The buzzing racket of a nearby lawnmower died down. We were engulfed in relaxing silence. I didn’t hear the laughter of the children anymore. A fat hummingbird fluttered next to the feeder by Mom’s quince tree, its wings vibrating like a motorized toy.
I drank more coffee. I had never lied to Paula about anything, ever. We’d always been open about our lives and our relationships, through the good and tough times. I had to be real with her now, too. Even if it meant I damaged her spirit.
I took a deep breath, finished
my coffee, and poured another cup from the carafe. I turned to her. “Get rid of Marshall, even though I don’t blame him for your own stupidity. You’re an adult. You can make your own decisions.” I paused. “Then after, check yourself into rehab.”
She looked away, and I could tell I hurt her feelings. Tears fell down her face and glistened in the morning sun. But she held up better than I thought. She wiped her face with a finger and composed herself. Sitting up straighter in the chair, she turned to me. “We’ve always worked through the bullshit, you and me.”
I nodded. “Life is a mess right now.”
“I know.”
“Life. Family. Memories. Everything goes by so fast.”
She stared down into her breakfast plate, absorbed in things other than me.
“When you called me about Dad’s death, I remember the fear in your voice,” I said.

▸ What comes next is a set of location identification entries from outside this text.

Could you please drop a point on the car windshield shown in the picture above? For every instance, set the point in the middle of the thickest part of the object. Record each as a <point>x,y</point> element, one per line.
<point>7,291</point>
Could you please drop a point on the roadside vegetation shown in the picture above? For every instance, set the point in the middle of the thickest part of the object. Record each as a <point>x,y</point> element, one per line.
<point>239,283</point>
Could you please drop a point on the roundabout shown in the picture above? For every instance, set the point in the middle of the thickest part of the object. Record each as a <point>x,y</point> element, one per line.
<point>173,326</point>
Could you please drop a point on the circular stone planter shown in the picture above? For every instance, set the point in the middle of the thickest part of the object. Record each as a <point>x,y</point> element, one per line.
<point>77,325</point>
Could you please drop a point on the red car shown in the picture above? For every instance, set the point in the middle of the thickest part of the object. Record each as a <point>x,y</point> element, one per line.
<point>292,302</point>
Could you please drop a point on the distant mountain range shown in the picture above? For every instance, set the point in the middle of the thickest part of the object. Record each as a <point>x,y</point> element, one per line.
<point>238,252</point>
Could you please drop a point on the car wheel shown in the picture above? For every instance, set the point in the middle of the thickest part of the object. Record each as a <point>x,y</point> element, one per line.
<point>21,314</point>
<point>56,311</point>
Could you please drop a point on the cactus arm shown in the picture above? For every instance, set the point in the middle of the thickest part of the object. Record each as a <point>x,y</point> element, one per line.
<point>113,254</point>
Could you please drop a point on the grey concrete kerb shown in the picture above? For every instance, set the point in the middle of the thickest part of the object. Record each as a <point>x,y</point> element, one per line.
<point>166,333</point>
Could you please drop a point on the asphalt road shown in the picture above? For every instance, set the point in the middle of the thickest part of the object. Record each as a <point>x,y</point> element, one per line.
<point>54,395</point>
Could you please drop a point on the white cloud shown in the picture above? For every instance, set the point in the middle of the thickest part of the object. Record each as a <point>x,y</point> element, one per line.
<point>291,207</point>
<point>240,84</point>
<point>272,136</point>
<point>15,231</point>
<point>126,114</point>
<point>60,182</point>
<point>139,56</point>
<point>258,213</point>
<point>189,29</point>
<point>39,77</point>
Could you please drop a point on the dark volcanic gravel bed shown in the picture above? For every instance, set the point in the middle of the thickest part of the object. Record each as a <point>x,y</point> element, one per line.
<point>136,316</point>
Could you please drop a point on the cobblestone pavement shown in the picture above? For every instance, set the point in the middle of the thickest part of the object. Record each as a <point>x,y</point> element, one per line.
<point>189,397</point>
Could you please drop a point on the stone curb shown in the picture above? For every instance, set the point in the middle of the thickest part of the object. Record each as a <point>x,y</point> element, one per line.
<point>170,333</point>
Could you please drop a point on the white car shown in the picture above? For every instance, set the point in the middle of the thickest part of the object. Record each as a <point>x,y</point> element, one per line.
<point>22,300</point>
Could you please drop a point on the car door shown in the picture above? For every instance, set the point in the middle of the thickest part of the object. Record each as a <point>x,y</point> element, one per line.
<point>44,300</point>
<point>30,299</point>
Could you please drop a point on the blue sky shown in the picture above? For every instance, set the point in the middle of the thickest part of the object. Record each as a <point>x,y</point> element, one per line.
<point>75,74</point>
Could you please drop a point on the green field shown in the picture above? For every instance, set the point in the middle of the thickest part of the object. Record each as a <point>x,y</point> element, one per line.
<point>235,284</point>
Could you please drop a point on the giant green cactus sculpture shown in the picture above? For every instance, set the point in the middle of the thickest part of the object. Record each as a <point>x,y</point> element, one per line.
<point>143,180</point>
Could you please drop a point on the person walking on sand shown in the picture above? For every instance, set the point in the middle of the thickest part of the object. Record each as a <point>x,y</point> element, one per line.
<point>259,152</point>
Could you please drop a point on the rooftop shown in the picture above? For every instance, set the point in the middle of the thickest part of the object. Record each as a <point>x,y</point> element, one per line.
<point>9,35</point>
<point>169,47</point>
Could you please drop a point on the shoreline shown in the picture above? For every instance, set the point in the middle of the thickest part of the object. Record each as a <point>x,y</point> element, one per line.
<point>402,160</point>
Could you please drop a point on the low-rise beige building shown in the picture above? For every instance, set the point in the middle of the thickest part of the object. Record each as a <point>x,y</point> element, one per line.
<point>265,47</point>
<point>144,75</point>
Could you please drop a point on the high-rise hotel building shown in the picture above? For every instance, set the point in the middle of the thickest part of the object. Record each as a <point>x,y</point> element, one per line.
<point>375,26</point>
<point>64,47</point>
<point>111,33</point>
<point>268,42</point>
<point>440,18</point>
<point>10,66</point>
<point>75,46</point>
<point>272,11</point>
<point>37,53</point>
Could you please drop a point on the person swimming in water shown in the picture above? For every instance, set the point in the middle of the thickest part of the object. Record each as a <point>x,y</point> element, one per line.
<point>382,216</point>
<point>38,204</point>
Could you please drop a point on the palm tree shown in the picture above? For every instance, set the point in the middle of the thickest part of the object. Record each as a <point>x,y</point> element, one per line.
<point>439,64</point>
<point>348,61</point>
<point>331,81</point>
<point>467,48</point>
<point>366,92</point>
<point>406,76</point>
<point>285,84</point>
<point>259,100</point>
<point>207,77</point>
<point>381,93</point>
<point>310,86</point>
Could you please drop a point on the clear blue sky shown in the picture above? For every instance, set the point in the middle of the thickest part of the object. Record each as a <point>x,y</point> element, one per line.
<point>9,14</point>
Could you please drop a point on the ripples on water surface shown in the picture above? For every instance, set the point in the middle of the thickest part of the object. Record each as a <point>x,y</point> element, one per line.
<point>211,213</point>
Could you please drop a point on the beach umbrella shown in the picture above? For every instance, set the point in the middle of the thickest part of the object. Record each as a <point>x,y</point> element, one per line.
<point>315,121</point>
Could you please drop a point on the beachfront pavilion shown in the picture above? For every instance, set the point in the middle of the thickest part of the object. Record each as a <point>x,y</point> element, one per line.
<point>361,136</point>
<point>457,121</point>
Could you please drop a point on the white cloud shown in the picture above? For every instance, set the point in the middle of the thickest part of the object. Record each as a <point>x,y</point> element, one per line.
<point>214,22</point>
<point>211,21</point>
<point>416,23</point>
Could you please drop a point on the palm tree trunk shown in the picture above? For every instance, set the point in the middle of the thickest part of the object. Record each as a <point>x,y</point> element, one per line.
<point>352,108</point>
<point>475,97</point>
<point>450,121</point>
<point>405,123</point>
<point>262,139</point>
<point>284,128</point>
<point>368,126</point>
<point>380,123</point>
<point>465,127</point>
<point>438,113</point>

She raised her head, eyes set on mine.
“Your panic scared me,” I said.
“I was terrified of losing him.”
“I’m scared of losing you.”
Our gazes met; hers was transfixed, mine was blurred with grief.
“I’m not very good at dealing with death,” she said, her voice choking up. “Or reality.”
There was a pause in between her words.
“I don’t know how to live without Dad,” Paula said. “It’s the hardest thing.”
“Ruining yourself with drugs will not bring him back.”
“I know.”
I reached across the table for her hand. “I don’t want to lose you, too, sis.”
Chapter 30
Later that day, before the golden sun dipped beneath the distant horizon, I walked Paula home two blocks down on Steiner Street.
Her single-story home was ominous against the background of late afternoon. Overgrown shrubs and a garden gone to seed.
We stood at the front door, Paula fumbling with her keys, her hands shaky. I watched her struggle and volunteered my help.
She declined, shaking her head, and fingering the right key and sliding it into the slot. Maybe she was embarrassed from our talk that morning, but she never made eye contact with me. Strands of her hair fell across her face.